A Comissão Eleitoral Central russa enviou ontem convites para apenas 300 a 400 observadores internacionais, 70 dos quais dirigidos ao Gabinete das Instituições Democráticas e de Direitos do Humanos (ODIHR, na sigla em inglês), o principal organismo de fiscalização da Organização para Segurança e Cooperação na Europa (OSCE). Nas legislativas de 2003, o Governo russo aceitou a presença de 1200 observadores internacionais, 399 dos quais enviados por aquele gabinete, 88 em representação da Assembleia Parlamentar da OSCE e 28 do Conselho da Europa.

"Recebemos um convite de uma forma sem precedentes, porque impõe restrições sobre a amplitude da nossa missão de observação", disse à AFP a porta-voz da OSCE encarregada das eleições, Urdur Gunnarsdottir. Essas restrições "podem limitar seriamente a possibilidade de uma observação significativa, segundo a metodologia habitual que nós utilizamos para as missões de observação de eleições em larga escala", completou.

"São 400 observadores para 95.000 postos eleitorais. É uma aparência de observação. A Rússia bloqueia, de facto a missão dos observadores", criticou Lilia Chibanova, da ONG russa Golos, que acompanha o desenvolvimento das eleições no país desde 2000.

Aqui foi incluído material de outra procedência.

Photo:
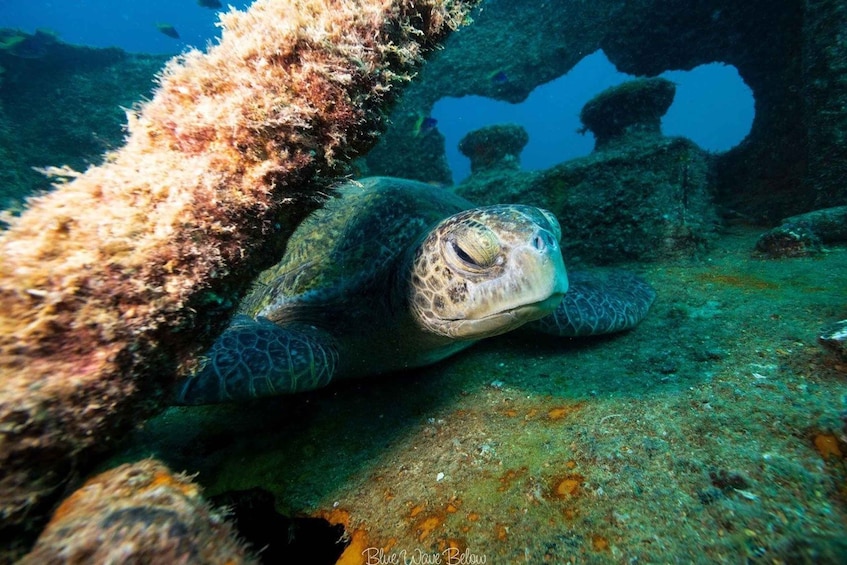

Já o porta-voz do Kremlin, Dmitri Peskov, garantiu que "não houve qualquer restrição que viole os compromissos da Rússia na OSCE".



Ao reduzir a dimensão das missões de observadores eleitorais, o Presidente russo, Vladimir Putin dá seguimento a uma campanha contra a organização europeia, a quem acusa de favorecer a visão do Ocidente nos países da antiga esfera soviética. A oposição do Governo russo acentuou-se depois da OSCE ter apontado falhas nas legislativas de 2003.

Em Novembro do ano seguinte, a Rússia denunciou a "parcialidade" da organização nas eleições presidenciais na vizinha Ucrânia que, após vários incidentes, deram a vitória ao pró-ocidental Victor Iuchenko. Já em 2006, Moscovo acusou a organização de se preocupar demasiado com os direitos humanos e defendeu a sua reforma.